Pendant un certain temps, il sembla que cette grande canicule était destinée à connaître le même sort que les fusillades de masse aux États-Unis : un crime déploré par tous, puis vite oublié ou remplacé par l’occurrence suivante, jusqu’à ce que la répétition finisse par instaurer une forme de normalité. Cette catastrophe, la pire semaine de l’histoire de l’humanité, était-elle appelée à suivre le même chemin ? Après tout, combien de temps resterait-elle « la pire semaine » ? Et que pouvait-on y faire ? « Plus facile d’imaginer la fin du monde que la fin du capitalisme » : le vieil adage prenait un sens de plus en plus littéral.
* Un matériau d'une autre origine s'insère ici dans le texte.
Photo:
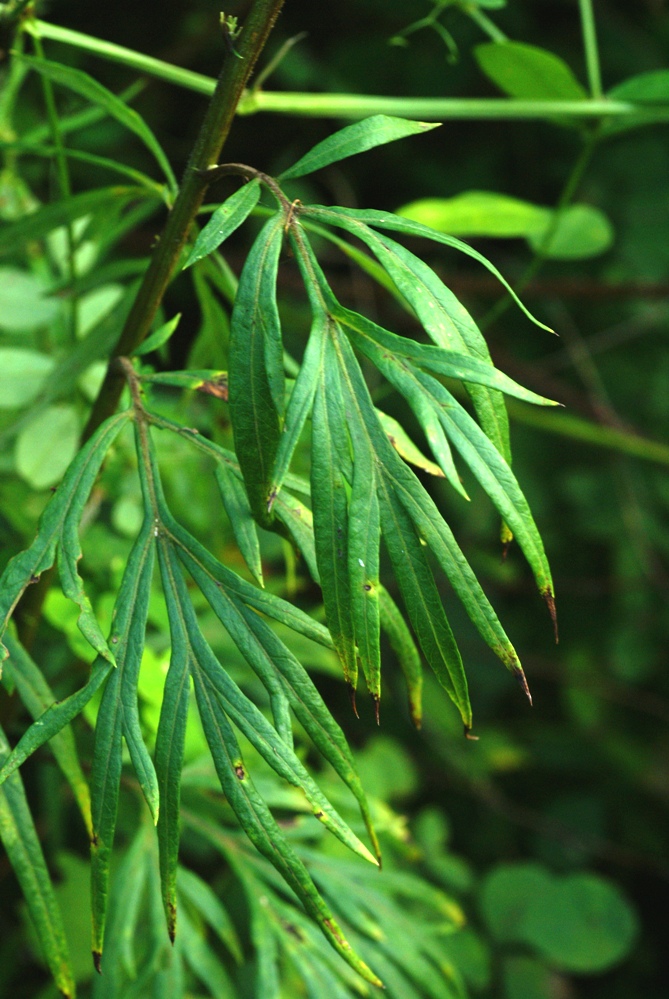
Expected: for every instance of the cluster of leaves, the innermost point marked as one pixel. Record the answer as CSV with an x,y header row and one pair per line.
x,y
360,488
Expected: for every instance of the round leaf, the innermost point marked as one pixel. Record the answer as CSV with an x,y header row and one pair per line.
x,y
23,305
22,374
47,445
581,923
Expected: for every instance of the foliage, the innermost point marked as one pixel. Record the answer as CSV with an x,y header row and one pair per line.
x,y
219,736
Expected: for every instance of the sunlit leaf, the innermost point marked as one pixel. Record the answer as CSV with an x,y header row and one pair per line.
x,y
356,138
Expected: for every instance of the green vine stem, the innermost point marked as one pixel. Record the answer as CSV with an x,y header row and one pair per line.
x,y
237,69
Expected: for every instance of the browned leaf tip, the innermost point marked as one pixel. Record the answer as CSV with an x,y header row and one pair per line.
x,y
550,603
522,680
217,387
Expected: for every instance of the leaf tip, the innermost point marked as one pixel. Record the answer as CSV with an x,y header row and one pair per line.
x,y
519,673
549,597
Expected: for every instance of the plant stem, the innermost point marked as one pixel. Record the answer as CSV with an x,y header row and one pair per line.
x,y
206,152
591,50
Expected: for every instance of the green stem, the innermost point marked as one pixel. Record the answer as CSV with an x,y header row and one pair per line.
x,y
206,152
590,46
64,186
433,108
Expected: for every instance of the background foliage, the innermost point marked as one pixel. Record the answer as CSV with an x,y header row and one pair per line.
x,y
565,803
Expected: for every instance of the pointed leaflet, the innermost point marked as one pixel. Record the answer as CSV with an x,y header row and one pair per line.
x,y
256,380
431,525
346,217
269,743
356,138
171,736
68,502
445,320
37,696
280,671
226,219
301,401
364,534
404,647
404,446
20,840
127,638
91,90
257,822
493,473
421,599
237,507
484,459
331,474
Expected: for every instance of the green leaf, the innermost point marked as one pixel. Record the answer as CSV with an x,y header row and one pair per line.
x,y
158,337
404,446
404,647
171,736
578,231
348,217
22,375
582,231
46,446
201,897
274,749
69,500
256,380
257,822
651,91
37,696
39,224
24,305
225,220
528,72
88,88
331,474
300,403
117,716
422,601
238,510
21,842
353,139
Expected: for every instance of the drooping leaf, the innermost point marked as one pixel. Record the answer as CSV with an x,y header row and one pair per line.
x,y
241,520
69,500
331,476
127,640
225,220
346,217
353,139
37,696
528,72
84,85
256,380
257,822
422,601
39,224
21,842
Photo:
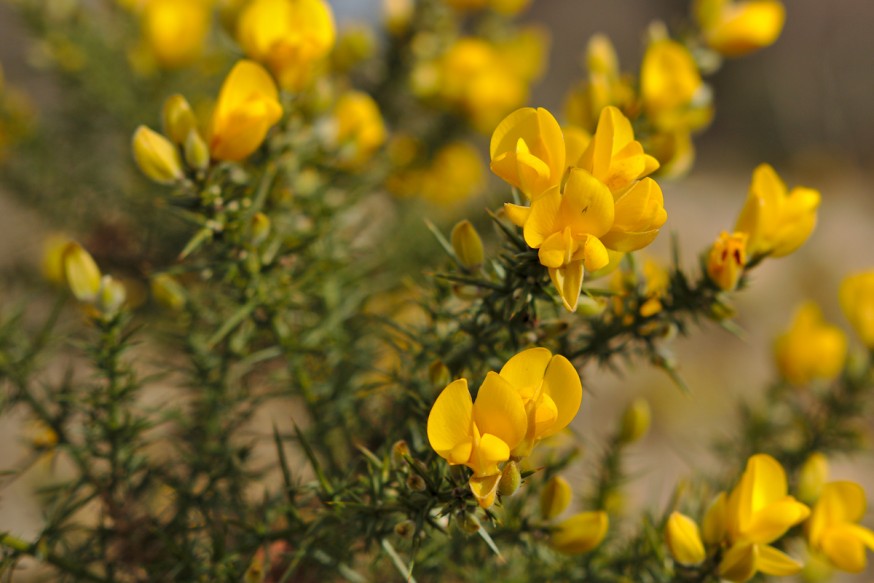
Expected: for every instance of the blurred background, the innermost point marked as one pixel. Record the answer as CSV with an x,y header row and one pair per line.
x,y
803,105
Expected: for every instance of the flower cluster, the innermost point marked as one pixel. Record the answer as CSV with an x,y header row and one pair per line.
x,y
588,195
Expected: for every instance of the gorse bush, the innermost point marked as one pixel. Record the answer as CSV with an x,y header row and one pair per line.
x,y
282,362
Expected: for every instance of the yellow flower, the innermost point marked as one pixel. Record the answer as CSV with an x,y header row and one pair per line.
x,y
156,156
478,434
175,30
727,259
551,393
289,36
778,222
757,512
811,348
857,301
248,105
359,123
580,533
528,151
674,96
684,540
833,529
736,28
Mais pas en Inde. Les élections suivantes éjectèrent les nationalistes hindous du BJP, parti au pouvoir jugé à la fois inapte à la tâche et en partie responsable du désastre puisque ses représentants avaient vendu le pays aux intérêts étrangers, brûlé du charbon et ravagé les terres tout en aggravant les inégalités. Le mouvement extrémiste RSS, dont le BJP était l’aile politique, tombait enfin en disgrâce auprès des Indiens. Un nouveau parti accéda au pouvoir, une formation composite regroupant des membres de toutes les religions et de toutes les castes, des intellectuels, des pauvres des villes et des pauvres des champs, unis par le grand désastre et par leur volonté de changement. L’élite traditionnelle perdit sa légitimité et son hégémonie tandis que les résistances éparpillées fusionnaient dans un parti nommé Avasthana, mot sanskrit signifiant « survie ». La plus grande démocratie du monde s’engageait soudain dans une nouvelle voie. Les producteurs d’électricité privés furent nationalisés, après quoi l’Inde entreprit de gros efforts pour fermer ses centrales à charbon et les remplacer par de l’éolien, du solaire, de l’hydroélectricité au fil de l’eau, sans oublier d’investir dans le stockage énergétique sans batteries afin de compléter la capacité croissante des batteries existantes. D’autres changements se dessinaient en parallèle. Le pays s’efforça par exemple d’annihiler les pires effets du système des castes ; cette volonté n’était pas neuve, mais s’élevait à présent au rang de priorité nationale parce qu’une part suffisante de la population était prête à s’y atteler. Dans l’Inde tout entière, les gouvernements locaux œuvraient au déploiement de ces réformes.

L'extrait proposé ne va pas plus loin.